Aux Magasins généraux, le Grand Paris est abordé par le biais de ses paysages naturels ou urbanisés, ses cultures, ses chantiers, ses habitants, ses traces. La scénographie figure une ville dans laquelle visiteuses et visiteurs déambulent.

Nos distances vues par les usagers du RER B

L’installation RER B-ANLIEUES de Assia Labbas, lauréate en 2021 sur le thème « Observer nos distances », nous a particulièrement marqués.

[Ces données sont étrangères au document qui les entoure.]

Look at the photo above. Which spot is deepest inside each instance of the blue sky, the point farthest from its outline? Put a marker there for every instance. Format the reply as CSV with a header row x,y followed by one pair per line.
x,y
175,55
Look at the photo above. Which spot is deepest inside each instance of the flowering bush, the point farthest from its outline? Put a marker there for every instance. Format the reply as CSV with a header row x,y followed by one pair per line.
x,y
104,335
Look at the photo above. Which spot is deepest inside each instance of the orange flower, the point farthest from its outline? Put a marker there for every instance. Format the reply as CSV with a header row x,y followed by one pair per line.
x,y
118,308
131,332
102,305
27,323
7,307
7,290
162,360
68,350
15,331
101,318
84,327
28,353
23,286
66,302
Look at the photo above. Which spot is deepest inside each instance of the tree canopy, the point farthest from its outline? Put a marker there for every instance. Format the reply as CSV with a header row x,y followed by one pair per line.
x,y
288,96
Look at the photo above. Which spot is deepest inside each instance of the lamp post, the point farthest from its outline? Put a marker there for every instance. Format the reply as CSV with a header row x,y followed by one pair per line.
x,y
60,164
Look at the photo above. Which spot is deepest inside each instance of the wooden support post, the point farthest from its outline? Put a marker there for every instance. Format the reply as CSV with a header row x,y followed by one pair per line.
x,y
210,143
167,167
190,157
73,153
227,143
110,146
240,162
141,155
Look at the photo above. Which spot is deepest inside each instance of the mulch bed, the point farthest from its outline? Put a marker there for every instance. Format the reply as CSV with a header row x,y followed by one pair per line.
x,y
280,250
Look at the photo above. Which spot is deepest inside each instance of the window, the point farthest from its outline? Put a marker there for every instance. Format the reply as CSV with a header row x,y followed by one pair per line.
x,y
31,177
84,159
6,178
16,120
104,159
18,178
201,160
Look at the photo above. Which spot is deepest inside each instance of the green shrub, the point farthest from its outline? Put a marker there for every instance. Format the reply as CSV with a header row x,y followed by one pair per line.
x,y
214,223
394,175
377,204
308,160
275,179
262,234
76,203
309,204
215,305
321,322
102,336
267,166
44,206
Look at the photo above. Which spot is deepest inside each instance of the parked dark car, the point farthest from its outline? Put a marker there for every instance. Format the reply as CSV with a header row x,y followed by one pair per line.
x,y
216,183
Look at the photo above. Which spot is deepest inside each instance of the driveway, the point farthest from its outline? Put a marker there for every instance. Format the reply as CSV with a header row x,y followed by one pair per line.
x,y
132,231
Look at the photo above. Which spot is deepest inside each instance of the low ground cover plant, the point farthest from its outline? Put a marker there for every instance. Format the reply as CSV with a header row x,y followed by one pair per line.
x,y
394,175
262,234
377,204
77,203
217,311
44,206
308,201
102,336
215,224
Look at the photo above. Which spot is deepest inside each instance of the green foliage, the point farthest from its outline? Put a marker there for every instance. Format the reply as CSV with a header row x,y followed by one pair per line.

Les distances y sont observées du point de vue des usagers de la ligne du RER B. L’installation photographique, que l’on retrouve également au Musée Carnavalet-Histoire de Paris, est accompagnée d’un film documentaire.

La photographe, qui est aussi journaliste, « interroge l’impact des images dans la représentation du département de la Seine-Saint-Denis. À l’encontre des clichés, elle nous dévoile, à travers les vitres du train, des vues inédites des paysages et des vies qui les habitent ».

Le décor de nos quotidien

Le défilé de photographies en petit format rappelle une projection de diapositives. Comme dans un foyer, les visiteuses et visiteurs sont amenés à remonter le fil de souvenirs, un film de famille.

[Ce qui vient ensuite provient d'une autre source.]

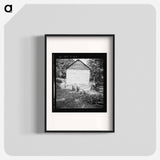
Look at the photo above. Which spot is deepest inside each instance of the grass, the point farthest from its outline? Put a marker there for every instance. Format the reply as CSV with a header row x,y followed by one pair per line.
x,y
66,98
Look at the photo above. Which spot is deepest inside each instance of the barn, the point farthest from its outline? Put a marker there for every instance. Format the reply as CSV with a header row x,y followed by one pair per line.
x,y
78,74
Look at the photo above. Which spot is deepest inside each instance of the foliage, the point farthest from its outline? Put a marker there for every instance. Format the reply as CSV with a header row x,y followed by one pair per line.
x,y
58,80
96,66
61,65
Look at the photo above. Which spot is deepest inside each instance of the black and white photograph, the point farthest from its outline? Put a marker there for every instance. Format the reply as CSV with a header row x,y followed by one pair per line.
x,y
79,82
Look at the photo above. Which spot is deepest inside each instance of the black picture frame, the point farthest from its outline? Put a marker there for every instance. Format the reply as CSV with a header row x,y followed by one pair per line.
x,y
113,92
80,55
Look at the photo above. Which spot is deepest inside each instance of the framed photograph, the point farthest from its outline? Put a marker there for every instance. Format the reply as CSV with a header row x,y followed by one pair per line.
x,y
79,83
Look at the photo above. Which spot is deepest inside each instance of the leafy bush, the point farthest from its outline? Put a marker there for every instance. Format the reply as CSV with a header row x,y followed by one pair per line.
x,y
58,80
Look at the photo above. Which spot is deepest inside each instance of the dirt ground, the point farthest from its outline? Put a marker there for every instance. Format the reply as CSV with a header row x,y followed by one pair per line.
x,y
66,98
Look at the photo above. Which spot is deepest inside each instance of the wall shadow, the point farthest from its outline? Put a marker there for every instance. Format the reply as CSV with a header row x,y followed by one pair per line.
x,y
39,85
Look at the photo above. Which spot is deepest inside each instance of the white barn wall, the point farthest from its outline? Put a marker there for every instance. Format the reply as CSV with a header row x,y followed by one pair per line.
x,y
77,77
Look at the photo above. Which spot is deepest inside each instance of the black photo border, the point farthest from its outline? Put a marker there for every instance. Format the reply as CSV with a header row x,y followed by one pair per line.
x,y
45,81
80,55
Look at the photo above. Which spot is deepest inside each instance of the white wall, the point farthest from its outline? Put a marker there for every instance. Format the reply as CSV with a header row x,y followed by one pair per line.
x,y
78,76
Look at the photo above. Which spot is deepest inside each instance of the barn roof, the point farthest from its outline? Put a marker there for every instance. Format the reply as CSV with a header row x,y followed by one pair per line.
x,y
79,65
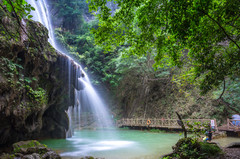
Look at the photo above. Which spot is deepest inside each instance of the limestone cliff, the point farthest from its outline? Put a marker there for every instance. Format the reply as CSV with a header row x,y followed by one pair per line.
x,y
34,89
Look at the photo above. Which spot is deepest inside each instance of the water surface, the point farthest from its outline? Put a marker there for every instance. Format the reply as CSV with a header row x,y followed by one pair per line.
x,y
110,144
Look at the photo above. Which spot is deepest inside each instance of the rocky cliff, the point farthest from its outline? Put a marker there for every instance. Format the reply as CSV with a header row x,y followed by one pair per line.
x,y
34,89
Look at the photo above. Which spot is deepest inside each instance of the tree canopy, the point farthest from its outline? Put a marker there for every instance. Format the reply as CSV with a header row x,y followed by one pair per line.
x,y
201,36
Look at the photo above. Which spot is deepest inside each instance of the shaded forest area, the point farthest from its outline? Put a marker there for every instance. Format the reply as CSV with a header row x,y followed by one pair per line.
x,y
157,62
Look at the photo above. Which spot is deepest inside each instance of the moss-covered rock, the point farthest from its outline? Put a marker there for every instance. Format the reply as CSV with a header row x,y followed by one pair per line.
x,y
31,149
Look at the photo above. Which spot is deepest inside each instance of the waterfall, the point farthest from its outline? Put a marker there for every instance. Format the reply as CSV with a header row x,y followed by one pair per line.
x,y
94,111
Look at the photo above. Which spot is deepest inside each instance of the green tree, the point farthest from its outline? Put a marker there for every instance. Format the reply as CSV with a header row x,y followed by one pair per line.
x,y
202,35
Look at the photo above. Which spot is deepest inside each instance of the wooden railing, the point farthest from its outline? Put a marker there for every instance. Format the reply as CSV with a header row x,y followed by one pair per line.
x,y
233,124
159,123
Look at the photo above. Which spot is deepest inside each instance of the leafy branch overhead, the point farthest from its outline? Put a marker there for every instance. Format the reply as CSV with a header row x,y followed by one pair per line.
x,y
202,35
20,7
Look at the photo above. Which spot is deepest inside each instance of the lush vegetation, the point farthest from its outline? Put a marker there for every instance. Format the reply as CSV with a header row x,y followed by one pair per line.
x,y
20,8
201,36
189,47
189,148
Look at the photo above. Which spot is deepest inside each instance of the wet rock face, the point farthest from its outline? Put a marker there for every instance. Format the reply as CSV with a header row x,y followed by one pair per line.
x,y
35,89
31,149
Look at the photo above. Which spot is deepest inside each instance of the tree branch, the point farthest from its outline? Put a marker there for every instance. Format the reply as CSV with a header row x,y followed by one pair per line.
x,y
180,122
224,87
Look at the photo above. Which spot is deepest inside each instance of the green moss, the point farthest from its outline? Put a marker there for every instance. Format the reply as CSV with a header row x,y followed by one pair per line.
x,y
25,144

Les lieux capturés sont ceux qu’on traverse, le décor de nos quotidien : coins de rue, marchés, boutiques LycaMobile, restaurants asiatiques ou orientaux, magasin Action, basilique Saint-Denis, aéroport du Bourget, parc de la Poudrerie.

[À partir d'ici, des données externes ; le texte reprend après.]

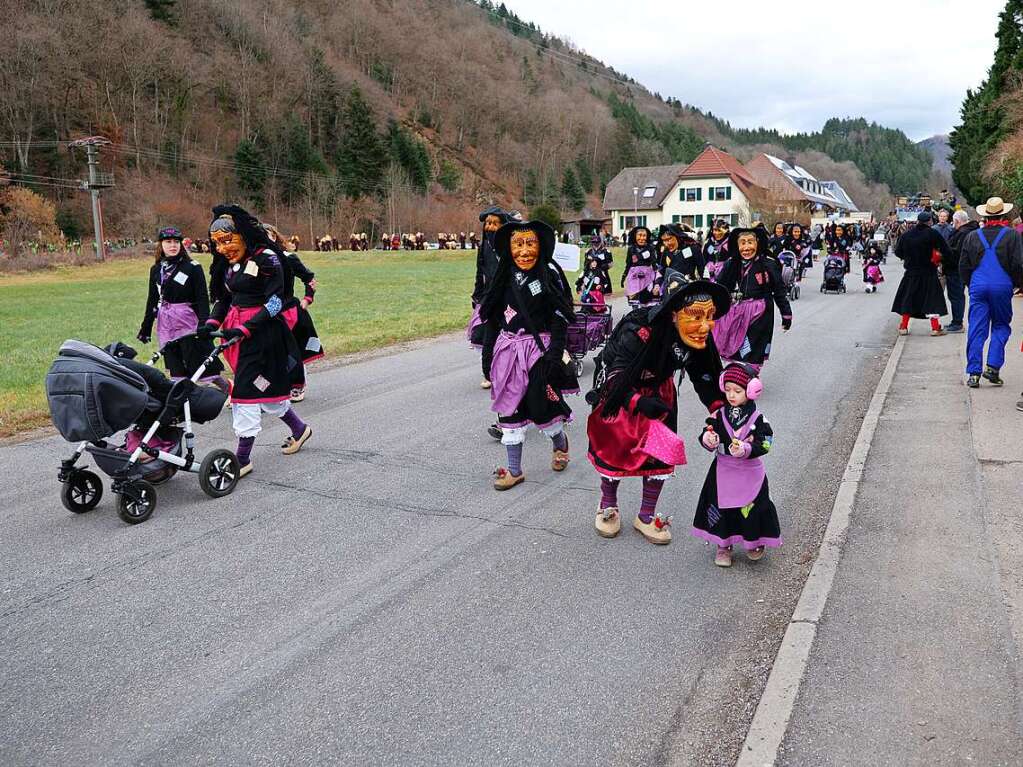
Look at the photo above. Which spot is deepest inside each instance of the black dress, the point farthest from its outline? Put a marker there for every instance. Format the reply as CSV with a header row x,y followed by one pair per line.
x,y
525,312
920,292
642,257
178,298
749,280
615,443
253,301
755,523
305,331
597,262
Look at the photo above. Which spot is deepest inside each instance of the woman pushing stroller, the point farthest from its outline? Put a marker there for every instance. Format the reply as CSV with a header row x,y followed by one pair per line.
x,y
251,307
178,304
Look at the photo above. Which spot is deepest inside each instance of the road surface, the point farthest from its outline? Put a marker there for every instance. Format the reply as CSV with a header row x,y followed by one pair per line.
x,y
372,600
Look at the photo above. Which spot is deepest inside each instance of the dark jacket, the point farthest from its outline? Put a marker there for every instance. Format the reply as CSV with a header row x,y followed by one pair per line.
x,y
950,265
917,246
184,282
1009,251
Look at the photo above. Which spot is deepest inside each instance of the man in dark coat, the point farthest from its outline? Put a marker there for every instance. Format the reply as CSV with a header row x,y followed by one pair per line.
x,y
920,295
949,267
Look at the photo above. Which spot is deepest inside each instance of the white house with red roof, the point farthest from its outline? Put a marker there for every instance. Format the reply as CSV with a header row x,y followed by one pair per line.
x,y
715,185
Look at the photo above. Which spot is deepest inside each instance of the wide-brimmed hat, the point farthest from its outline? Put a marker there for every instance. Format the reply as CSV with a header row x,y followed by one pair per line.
x,y
546,235
994,207
677,288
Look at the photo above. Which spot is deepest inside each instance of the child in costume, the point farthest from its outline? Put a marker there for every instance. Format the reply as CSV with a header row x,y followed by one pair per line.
x,y
872,268
735,506
634,400
640,276
680,253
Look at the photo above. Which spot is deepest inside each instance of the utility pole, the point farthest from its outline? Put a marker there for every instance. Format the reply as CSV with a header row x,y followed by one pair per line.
x,y
96,182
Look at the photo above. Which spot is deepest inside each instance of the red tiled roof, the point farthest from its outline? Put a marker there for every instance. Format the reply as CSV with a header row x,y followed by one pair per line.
x,y
714,162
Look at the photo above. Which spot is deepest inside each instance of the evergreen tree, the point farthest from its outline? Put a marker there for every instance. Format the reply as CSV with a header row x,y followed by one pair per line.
x,y
984,123
449,177
361,159
572,192
410,154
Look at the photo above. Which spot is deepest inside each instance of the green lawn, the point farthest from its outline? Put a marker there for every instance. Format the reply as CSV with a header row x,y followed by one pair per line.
x,y
364,301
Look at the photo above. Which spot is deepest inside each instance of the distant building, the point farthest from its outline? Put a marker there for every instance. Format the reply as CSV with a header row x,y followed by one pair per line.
x,y
794,190
634,196
585,223
714,185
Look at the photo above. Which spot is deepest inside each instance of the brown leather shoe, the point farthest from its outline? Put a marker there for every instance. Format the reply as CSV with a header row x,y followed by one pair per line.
x,y
656,531
504,480
608,522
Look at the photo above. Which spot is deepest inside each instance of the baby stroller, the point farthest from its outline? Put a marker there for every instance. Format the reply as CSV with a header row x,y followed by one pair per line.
x,y
834,275
788,260
95,393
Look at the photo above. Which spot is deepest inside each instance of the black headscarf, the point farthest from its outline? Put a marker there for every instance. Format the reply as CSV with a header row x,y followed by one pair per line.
x,y
659,351
554,283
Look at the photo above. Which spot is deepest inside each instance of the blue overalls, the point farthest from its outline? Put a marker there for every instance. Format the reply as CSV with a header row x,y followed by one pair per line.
x,y
990,310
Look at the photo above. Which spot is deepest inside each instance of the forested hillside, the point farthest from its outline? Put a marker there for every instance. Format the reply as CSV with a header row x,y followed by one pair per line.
x,y
324,116
987,146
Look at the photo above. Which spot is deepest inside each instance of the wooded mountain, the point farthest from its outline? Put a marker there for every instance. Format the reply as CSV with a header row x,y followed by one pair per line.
x,y
987,146
323,116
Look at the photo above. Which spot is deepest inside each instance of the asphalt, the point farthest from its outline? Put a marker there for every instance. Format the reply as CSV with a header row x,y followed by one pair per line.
x,y
371,600
918,653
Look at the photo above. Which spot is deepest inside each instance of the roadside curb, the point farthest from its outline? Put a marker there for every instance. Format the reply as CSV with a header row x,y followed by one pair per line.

Sur ces images, on entend la voix d’une dizaine d’usagers du RER B qui s’entrecroisent. Cette parole intime et libérée évoque les moments paisibles ou stressants, les retards, la lassitude. Progressivement, des sujets plus sensibles sont abordés. Comme la relégation de certains territoires, les délimitations symboliques et géographiques que traverse cette ligne emblématique du Grand Paris.

« Quand tu sors du 93, tu rentres vraiment en France »

Les témoignages deviennent particulièrement émouvants lorsqu’ils abordent le racisme, le mépris de classes, les injonctions que subissent certains usagers comme autant d’agressions intériorisées. Une jeune femme qui utilise au quotidien le RER B pour aller travailler à Paris en témoigne  : « C’est épuisant de toujours devoir justifier sa présence ». Un autre usager se remémore ses impressions : « Quand tu sors du 93, tu rentres vraiment en France ».

De cette parole, surgit également le constat, parfois résigné, d’une gentrification galopante. Et les doutes persistants quant à la promesse du Grand Paris : rapprocher Paris et les banlieues. Un autre regard.

Née en 1991, Assia Labbas vit et travaille en région parisienne. Après des études de lettres et de journalisme, elle écrit pour le Bondy Blog, The New York Times et se spécialise dans l’investigation et le documentaire. En 2019, elle intègre l’Ecole Kourtrajmé où elle écrit le scénario d’un court-métrage. En 2020, elle réalise l’installation « Cacophonique » exposée au Palais de Tokyo.